Her mind grew weary, ran down.

Then she would try not to picture her skeletal mother in the nursing home, the clouded confused eyes, unknowing, as Pam thought, Mom, Mom. Or, turning over, tugging the duvet, she tried not to picture those two (young) mothers at school who were never pleasant when she chatted with them, waiting on the sidewalk for the last bell to ring, and why was that? What did they have against her?

And so on.

Reading was the best thing to do when her mind became this way, and so she clicked on her tiny book light and started the book about Somalia that had been mentioned at that splendid dinner party where the Southern woman lost it. At first the book was dull, but then it picked up and Pam became horrified. It was incredible, all she didn’t know about lives so utterly different from her own. Her plan was to call Bob about it in the morning, but it was that morning when she found out that her job at the hospital was getting phased out, and then Pam had a run of real panic.
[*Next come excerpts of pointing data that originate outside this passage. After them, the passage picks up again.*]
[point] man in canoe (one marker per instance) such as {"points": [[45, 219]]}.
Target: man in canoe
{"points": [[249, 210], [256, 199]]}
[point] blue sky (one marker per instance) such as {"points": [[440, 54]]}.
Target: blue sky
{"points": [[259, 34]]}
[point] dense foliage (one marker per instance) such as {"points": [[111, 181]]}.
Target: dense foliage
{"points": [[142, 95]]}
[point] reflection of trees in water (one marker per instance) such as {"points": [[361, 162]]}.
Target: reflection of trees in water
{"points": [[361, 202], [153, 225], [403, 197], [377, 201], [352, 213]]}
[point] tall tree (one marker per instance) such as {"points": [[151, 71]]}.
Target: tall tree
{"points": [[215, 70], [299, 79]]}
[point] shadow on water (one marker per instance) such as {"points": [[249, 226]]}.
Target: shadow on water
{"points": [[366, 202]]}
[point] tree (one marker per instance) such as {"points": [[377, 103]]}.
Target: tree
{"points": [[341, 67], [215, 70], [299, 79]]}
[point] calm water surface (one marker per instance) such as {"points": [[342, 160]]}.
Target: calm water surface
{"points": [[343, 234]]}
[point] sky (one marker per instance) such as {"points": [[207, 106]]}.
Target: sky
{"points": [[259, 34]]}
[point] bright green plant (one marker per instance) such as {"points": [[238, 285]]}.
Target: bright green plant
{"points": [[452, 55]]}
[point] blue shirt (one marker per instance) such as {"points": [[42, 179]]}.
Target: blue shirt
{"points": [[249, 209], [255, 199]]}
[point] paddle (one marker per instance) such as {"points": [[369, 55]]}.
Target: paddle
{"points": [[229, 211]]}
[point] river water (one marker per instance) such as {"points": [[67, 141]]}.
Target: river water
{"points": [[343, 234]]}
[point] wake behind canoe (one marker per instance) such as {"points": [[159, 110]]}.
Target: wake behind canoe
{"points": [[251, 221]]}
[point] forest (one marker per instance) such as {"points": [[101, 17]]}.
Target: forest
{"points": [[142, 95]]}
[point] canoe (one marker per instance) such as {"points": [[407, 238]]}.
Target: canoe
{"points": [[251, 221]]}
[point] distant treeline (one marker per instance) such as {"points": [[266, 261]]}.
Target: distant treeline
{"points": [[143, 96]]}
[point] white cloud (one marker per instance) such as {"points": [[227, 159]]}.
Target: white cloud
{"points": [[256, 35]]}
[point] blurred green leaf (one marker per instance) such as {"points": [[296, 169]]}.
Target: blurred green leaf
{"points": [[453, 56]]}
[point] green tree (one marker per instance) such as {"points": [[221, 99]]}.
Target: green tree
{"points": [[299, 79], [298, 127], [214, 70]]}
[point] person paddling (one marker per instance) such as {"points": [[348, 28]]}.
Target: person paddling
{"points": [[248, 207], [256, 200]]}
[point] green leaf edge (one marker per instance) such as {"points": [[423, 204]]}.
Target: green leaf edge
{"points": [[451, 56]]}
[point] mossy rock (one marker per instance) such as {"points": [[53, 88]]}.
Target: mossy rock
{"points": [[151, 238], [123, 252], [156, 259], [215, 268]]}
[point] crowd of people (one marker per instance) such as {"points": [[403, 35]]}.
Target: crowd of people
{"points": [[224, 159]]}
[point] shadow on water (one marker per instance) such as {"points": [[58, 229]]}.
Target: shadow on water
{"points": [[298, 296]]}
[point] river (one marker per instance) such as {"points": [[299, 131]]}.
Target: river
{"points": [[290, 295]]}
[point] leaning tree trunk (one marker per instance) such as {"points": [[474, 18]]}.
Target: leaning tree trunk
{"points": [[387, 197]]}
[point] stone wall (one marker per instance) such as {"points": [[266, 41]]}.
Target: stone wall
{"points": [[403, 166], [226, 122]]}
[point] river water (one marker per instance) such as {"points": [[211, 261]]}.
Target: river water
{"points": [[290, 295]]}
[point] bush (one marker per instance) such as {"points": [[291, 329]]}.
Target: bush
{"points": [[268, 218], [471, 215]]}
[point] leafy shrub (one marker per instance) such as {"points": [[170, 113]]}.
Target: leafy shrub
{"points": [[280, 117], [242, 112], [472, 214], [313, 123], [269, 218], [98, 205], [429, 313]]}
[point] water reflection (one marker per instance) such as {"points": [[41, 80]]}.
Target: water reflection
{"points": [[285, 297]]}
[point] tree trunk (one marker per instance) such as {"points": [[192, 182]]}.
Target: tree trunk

Somehow—and it probably had to do with long-ago fantasies—she took hold of the idea that she would become a nurse. So for a few weeks Pam looked into nursing courses, picturing herself filling syringes and taking blood and holding some old woman’s bruised arm in an emergency room, having doctors glance at her respectfully; she saw herself (and maybe she’d finally look into Botox) speaking to young parents who were frightened out of their wits, like those mothers at school who weren’t nice to her. She imagined herself striding through the swinging doors of an operating room, authoritative in all her gestures. (She wished nurses were still required to wear white uniforms and caps instead of the frumpish things they wore these days, all kinds of silly sneakers were allowed, and always those baggy pants.) She pictured herself administering blood transfusions, holding a clipboard, lining up a row of meds.

I can’t think of anything worse, Janice told her. Nurses work like mad, on their feet for twelve hours. What if you made a mistake?

Stupidly, that hadn’t occurred to her. Of course she would make a mistake. Except surely people with less intelligence than she were nurses, she saw them all the time at the hospital, gum-snapping, heavy-lidded—ah, but with the confidence of youth. No exchange rate for the confidence of youth.